Hey Julianners,
I don’t know what do I do wrong, but I use a configurator
that calculates the ideal kernel config that was used here: https://discourse.julialang.org/t/the-most-general-way-to-estimate-the-optimal-arguments-for-cuda-macro/39342/6. I know strides is something that we could use but actually the configurator
doesn’t suggest any stride in this case when I checked the config value.
function configurator(B, kernel)
config = launch_configuration(kernel.fun);
threads = Base.min(B, config.threads);
blocks = cld(B, threads);
return threads, blocks
mean_by_1000(X,Y) = @inbounds begin
I = (blockIdx().x - 1) * blockDim().x + threadIdx().x
I > size(X,1) && return
cY = CUDA.Const(Y)
GI = (I-1)*1000
tmp = 0f0
for i in 1:1000
tmp += cY[GI+i]
X[I] = tmp / 1000f0
N = 16000; A = CUDA.randn(Float32, N); B = CUDA.randn(Float32, N*1000);
fb_th, fb_blk = configurator(N, @cuda launch=false mean_by_1000(A,B))
print("Threads: $fb_th, blocks: $fb_blk (cudaauto config) ")
@btime CUDA.@sync @cuda threads=fb_th blocks=fb_blk mean_by_1000($A,$B)
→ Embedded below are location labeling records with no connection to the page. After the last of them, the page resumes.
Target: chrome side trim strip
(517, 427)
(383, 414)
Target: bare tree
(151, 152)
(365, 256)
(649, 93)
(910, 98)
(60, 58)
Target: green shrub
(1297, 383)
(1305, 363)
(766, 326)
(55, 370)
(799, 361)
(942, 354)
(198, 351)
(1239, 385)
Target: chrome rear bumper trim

nth=1024; print("Threads: $nth, blocks: $(cld(N, nth)) (manual config) "); (@btime CUDA.@sync @cuda threads=nth blocks=cld(N, nth) mean_by_1000($A,$B))
nth=768 ; print("Threads: $nth, blocks: $(cld(N, nth)) (manual config) "); (@btime CUDA.@sync @cuda threads=nth blocks=cld(N, nth) mean_by_1000($A,$B))
nth=512 ; print("Threads: $nth, blocks: $(cld(N, nth)) (manual config) "); (@btime CUDA.@sync @cuda threads=nth blocks=cld(N, nth) mean_by_1000($A,$B))
nth=256 ; print("Threads: $nth, blocks: $(cld(N, nth)) (manual config) "); (@btime CUDA.@sync @cuda threads=nth blocks=cld(N, nth) mean_by_1000($A,$B))
nth=128 ; print("Threads: $nth, blocks: $(cld(N, nth)) (manual config) "); (@btime CUDA.@sync @cuda threads=nth blocks=cld(N, nth) mean_by_1000($A,$B))
nth=64 ; print("Threads: $nth, blocks: $(cld(N, nth)) (manual config) "); (@btime CUDA.@sync @cuda threads=nth blocks=cld(N, nth) mean_by_1000($A,$B))
nth=32 ; print("Threads: $nth, blocks: $(cld(N, nth)) (manual config) "); (@btime CUDA.@sync @cuda threads=nth blocks=cld(N, nth) mean_by_1000($A,$B))
nth=16 ; print("Threads: $nth, blocks: $(cld(N, nth)) (manual config) "); (@btime CUDA.@sync @cuda threads=nth blocks=cld(N, nth) mean_by_1000($A,$B))
nth=8 ; print("Threads: $nth, blocks: $(cld(N, nth)) (manual config) "); (@btime CUDA.@sync @cuda threads=nth blocks=cld(N, nth) mean_by_1000($A,$B))
Results on a Nvidia 3090:
Threads: 768, blocks: 21 (**cudaauto** config) 254.544 μs (296 allocations: 9.42 KiB)
Threads: 1024, blocks: 16 (manual config) 338.053 μs (384 allocations: 12.17 KiB)
Threads: 768, blocks: 21 (manual config) 254.754 μs (394 allocations: 12.48 KiB)
Threads: 512, blocks: 32 (manual config) 231.680 μs (328 allocations: 10.42 KiB)
Threads: 256, blocks: 63 (manual config) 200.551 μs (126 allocations: 4.11 KiB)
Threads: 128, blocks: 125 (manual config) 191.253 μs (338 allocations: 10.73 KiB)
Threads: 64, blocks: 250 (manual config) 188.438 μs (216 allocations: 6.92 KiB)
Threads: 32, blocks: 500 (manual config) 184.962 μs (312 allocations: 9.92 KiB)
Threads: 16, blocks: 1000 (manual config) 191.474 μs (245 allocations: 7.81 KiB)
Threads: 8, blocks: 2000 (manual config) 159.934 μs (259 allocations: 8.25 KiB)
So it is really interesting to see, the config actually does really matter and why didn’t the launch_configuration(kernel.fun) found the best configuration? Maybe it spares resources and wants to maximise parts and this is the best way or am I just doing something wrong? I guess this config becomes more and more important as the function size increase.